The worst teacher I ever had actually did me a big favor.
I was always a bookworm and in high school I was put in the honor's English program. My sophomore year, however, I got a teacher who genuinely had it in for me. I could give numerous examples of how badly she treated me, but one will suffice. We had a multiple choice test one day, and when I got it back, I discovered that several of my correct answers had been marked wrong. I compared notes with a classmate who had received 100%. Sure enough, we had the same answers.
Being naive enough to think it was an honest mistake, we approached the teacher to get my grade corrected. However, the teacher refused to change the grade. When asked why the same answers were marked as right on my classmate's test and wrong on mine, she replied, "I changed my mind about which answers were correct."
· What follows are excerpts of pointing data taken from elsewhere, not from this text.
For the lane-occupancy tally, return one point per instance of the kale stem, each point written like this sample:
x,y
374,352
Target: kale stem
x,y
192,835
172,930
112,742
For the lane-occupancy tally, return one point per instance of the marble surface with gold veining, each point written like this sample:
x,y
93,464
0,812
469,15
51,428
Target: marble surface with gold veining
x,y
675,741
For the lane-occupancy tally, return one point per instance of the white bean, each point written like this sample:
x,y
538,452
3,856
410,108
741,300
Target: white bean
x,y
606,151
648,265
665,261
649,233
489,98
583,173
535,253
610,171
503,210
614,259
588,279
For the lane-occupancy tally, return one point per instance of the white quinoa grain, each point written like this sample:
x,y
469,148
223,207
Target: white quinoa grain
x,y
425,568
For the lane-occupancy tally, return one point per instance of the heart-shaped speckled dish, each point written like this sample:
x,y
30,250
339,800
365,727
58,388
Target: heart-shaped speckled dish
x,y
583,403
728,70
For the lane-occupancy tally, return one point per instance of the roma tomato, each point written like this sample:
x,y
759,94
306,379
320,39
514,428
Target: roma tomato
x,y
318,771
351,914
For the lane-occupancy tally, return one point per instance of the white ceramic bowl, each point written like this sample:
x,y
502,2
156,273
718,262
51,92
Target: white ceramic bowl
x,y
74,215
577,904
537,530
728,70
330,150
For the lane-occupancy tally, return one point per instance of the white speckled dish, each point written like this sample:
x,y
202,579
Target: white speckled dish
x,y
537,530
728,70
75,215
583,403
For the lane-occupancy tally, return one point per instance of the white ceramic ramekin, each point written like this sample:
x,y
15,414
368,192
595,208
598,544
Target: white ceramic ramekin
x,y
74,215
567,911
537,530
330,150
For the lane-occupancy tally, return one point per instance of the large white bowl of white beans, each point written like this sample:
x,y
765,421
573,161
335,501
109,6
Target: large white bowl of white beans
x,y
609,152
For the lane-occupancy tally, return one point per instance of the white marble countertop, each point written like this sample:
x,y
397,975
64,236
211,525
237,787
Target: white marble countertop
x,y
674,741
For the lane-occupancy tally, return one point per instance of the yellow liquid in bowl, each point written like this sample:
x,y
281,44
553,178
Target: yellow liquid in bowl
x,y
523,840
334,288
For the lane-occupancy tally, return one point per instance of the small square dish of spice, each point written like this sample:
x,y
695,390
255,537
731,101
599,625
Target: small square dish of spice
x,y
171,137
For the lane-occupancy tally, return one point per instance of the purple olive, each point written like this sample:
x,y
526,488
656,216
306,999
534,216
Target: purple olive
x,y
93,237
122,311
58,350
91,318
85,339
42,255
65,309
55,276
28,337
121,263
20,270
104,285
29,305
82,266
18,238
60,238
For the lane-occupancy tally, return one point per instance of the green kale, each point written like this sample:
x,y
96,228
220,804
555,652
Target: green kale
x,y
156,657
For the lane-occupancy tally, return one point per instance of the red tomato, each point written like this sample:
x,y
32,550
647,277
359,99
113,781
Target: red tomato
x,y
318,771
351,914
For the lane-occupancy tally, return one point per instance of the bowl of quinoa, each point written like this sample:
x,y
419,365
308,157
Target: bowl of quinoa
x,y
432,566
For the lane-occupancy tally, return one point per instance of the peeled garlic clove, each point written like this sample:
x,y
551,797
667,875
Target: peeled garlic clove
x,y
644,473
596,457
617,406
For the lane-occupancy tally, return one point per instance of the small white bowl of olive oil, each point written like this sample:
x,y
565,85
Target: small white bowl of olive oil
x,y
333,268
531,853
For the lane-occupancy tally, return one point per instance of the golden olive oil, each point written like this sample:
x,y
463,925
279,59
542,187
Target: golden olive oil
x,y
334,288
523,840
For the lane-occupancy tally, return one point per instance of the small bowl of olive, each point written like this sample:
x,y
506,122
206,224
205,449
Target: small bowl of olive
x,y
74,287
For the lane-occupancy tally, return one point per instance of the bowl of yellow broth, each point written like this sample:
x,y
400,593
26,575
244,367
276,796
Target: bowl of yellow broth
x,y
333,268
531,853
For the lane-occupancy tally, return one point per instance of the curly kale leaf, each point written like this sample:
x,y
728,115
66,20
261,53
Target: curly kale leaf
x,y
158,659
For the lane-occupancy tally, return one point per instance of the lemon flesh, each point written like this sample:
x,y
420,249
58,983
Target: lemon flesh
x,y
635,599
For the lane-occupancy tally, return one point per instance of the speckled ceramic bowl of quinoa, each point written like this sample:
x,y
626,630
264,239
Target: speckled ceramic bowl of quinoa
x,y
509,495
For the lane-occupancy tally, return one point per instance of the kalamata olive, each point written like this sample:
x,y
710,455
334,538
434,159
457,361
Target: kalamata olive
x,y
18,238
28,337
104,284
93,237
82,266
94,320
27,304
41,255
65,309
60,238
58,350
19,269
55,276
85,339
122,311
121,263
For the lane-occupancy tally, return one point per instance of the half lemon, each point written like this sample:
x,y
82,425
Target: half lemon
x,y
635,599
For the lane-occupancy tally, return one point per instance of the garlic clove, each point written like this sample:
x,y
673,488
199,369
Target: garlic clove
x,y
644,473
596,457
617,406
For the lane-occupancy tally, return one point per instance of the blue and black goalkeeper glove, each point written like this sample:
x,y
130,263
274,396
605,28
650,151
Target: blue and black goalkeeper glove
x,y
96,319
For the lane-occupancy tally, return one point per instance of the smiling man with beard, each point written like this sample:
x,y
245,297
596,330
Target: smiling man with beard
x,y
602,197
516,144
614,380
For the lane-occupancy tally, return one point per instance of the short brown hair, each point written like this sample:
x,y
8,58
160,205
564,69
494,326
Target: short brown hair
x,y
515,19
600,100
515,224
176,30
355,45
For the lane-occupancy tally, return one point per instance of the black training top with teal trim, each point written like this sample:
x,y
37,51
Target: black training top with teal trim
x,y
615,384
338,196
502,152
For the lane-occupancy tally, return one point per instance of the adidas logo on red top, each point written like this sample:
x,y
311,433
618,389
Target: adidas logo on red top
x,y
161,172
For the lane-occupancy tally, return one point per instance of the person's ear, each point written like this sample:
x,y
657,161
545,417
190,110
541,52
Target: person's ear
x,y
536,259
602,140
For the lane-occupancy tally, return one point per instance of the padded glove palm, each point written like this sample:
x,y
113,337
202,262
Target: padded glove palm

It quickly became obvious that no matter what I did, I would not get good grades in her class, an issue which was compounded by the fact that she taught most of the honors classes. I was left with two equally lousy option.
1) Stay in the honors program and resign myself to getting bad grades.
2) Return to the easier classes and be bored stiff (plus it wouldn't look very good on a college application that I had quit the honors track halfway through).
My mother knew about the issue, but she didn't realize just how serious it was until she got a phone call from the mother of one of my classmates. This particular classmate and I had never liked each other. The girl I considered my enemy went home in tears because I was being treated so badly.
Her mother had an interesting idea. Why not have me take the placement test at the community college down the road? I could take English classes there and, through the magic of dual credit, they would count toward my high school English requirements.
That's the story of how I became the only student in English 101 who was too young to drive. By the time I graduated high school, I had already completed 5 college-level English classes with a 4.0 GPA (and since I was enrolled, I went ahead and took some other classes too).
Not only did I get the satisfaction of going over the horrible teacher's head and excelling, the English faculty at the college was awesome. After high school I went to a college out of state, so if I hadn't had that terrible teacher, I never would have gotten to study under the terrific ones.